Матвей встал и пошел к желтеющему полю. Ему хотелось видеть зеленые луга в искорках и чибисов над головой, провожающих беспокойными криками: пи-ви, пи-ви, пи-ви, и, возможно, прозванных за этот крик по-деревенски пигалицами. И хотя дело клонилось к осени, чибисы давно сошли с гнезд и кружить им было не время, Матвей не брал этого в расчет и испытывал тоскливое волнение.
Краем поля пошел к старице, где когда-то спугнул девок. Старица высохла, место было распахано. Миновал арему, вырубленную дотла и выкинувшую от старых корней новые побеги, все время думал об Анне, вспоминал тоску по ней долгими ночами на глухой Колге. Прикидывал теперь, как встретится с ней.
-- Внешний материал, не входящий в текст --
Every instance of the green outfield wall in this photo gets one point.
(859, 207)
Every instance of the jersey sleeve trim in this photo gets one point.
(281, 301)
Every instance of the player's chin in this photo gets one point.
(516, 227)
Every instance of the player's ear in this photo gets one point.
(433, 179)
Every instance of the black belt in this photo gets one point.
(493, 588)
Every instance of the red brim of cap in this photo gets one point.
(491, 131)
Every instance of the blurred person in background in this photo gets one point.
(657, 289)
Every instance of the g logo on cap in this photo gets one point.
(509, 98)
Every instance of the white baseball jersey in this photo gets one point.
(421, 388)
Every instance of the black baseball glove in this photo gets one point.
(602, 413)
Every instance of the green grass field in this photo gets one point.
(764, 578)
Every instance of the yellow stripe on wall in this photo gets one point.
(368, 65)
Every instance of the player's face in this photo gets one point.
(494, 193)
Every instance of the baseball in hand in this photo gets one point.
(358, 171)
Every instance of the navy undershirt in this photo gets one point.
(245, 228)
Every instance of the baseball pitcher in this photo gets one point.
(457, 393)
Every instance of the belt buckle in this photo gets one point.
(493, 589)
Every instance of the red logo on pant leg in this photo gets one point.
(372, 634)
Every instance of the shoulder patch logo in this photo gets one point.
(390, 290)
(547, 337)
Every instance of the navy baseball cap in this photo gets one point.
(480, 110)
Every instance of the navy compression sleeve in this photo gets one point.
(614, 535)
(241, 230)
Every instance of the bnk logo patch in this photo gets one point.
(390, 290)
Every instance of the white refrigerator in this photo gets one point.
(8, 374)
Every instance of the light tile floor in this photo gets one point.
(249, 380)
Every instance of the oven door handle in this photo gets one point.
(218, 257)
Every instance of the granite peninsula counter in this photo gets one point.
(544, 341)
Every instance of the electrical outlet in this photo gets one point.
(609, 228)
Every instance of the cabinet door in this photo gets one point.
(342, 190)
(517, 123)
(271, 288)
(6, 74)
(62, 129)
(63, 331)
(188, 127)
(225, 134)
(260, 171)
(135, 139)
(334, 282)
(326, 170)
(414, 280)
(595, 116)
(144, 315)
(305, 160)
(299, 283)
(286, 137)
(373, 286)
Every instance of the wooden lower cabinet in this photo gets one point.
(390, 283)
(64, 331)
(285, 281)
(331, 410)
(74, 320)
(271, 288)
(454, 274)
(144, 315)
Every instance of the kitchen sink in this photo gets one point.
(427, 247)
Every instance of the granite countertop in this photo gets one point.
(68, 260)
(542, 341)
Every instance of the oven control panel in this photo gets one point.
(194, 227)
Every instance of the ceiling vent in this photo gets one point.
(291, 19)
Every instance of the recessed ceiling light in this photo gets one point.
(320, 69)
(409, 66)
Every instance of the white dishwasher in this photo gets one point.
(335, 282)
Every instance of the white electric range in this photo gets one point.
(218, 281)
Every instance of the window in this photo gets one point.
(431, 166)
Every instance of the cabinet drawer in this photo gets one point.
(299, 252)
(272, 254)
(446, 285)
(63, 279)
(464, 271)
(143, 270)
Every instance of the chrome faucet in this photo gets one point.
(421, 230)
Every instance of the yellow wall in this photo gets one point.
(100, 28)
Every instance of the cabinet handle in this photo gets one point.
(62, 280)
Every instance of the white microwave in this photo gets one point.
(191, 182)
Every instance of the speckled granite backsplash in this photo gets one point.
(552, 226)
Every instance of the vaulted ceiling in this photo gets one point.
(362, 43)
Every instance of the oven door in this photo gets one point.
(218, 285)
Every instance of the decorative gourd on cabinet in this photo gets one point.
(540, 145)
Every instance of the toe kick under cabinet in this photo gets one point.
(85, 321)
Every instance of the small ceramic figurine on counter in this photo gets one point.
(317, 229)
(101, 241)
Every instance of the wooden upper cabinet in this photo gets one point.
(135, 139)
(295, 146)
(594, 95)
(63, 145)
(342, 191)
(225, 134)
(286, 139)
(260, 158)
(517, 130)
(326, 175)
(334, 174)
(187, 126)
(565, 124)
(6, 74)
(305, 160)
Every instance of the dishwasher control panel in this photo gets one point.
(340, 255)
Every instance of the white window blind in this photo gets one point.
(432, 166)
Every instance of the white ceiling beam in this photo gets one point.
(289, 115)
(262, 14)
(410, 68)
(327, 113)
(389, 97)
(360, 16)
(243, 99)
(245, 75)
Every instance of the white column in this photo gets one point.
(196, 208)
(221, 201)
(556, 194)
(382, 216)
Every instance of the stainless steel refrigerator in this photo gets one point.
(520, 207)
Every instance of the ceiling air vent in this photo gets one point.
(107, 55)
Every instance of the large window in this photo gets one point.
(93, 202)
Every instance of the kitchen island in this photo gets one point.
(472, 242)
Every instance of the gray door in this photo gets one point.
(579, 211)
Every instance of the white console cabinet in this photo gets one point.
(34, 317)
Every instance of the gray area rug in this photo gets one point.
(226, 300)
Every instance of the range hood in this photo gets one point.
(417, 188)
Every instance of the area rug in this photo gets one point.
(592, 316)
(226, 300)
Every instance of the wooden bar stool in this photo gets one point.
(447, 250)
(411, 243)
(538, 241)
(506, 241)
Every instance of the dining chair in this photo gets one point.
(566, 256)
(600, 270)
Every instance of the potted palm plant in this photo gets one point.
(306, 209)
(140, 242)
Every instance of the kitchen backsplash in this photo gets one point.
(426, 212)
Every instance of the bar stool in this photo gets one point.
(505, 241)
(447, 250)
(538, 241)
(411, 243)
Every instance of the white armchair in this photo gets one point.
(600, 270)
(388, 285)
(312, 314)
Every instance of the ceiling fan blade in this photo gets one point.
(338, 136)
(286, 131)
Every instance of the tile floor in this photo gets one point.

А встретится обязательно, иначе зачем было и ехать.
Перехватил он ее на другой день утром как бы случайно:
— Здравствуй, Анна Егоровна! Вот не чаял…
— Матвей, никак? — провела рукой, будто снимая паутинку с лица легким касанием. — Жив?
— Как видишь. Зови в гости.
— Что ж, заходи, Матвей, давно не видались.
— Давно. Иду — и ни одного знакомого. Где ровня-то наша, Аннушка, куда подевалась? Эх, годы, годы — ручьи с гор, скатились — и нет их.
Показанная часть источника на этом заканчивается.